The outlet, Israel Hayom, is considered to be something of an official organ for Netanyahu. It reported that the plan has two main elements: The first would use the pressure of the war and humanitarian crisis to persuade Egypt to allow refugees to flow to other Arab countries, and the second would open up sea routes so that Israel “allows a mass escape to European and African countries.” Dermer, who is originally from Miami, is a Netanyahu confidante and was previously Israeli ambassador to the United States, and enjoys close relations with many members of Congress. 

The plan to ethnically cleanse Gaza of Palestinians faces some internal resistance from less hard-line members of Netanyahu’s cabinet, according to Israel Hayom. 

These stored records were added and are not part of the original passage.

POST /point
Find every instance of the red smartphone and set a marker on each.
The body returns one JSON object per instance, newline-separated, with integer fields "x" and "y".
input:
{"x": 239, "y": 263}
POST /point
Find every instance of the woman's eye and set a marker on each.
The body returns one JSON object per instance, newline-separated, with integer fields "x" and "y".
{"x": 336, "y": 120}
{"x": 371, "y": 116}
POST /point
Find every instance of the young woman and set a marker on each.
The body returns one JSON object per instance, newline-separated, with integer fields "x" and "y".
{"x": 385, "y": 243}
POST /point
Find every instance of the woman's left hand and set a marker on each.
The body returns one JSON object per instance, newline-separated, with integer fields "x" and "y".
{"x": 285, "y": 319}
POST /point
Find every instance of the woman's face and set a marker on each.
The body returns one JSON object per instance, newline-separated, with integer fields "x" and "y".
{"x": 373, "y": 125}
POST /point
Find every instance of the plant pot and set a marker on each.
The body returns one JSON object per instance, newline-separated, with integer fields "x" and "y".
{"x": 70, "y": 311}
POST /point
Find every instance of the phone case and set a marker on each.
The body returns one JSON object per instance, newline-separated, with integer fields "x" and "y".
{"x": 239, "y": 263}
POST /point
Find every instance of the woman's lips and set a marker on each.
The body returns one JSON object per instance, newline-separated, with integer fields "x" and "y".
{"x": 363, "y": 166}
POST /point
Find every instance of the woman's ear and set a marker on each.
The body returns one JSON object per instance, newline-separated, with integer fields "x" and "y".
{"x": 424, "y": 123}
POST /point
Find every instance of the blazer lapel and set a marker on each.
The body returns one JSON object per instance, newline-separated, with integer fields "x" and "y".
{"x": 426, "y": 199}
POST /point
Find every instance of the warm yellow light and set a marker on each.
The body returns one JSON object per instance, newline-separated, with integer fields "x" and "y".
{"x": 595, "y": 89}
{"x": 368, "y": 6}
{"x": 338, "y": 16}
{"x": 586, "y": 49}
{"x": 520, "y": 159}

Meanwhile, Stephen Kalin, Anat Peled, Summer Said and Dov Lieber (WALL STREET JOURNAL) report, "Talks between Israel and Hamas to hand over hostages held in Gaza in return for a pause in fighting there have stalled, the White House said Sunday, while Israeli forces step up attacks and direct Palestinians in the enclave to move into a narrower strip of land."  Casey Gannon (CNN) notes:


 Progressive Caucus Chair Pramila Japayal on Sunday reiterated her call for a ceasefire in Gaza, even as fighting has resumed following the collapse of a truce on Friday.

“It’s what has to happen, and I do think it’s realistic,” Jayapal told CNN’s Dana Bash on “State of the Union.”

“We did have a temporary ceasefire and what happened? We were able to see a significant number of hostages released, we were able to get humanitarian aid into Gaza, and I think the long-term plan for what happens is incredibly important,” she continued.   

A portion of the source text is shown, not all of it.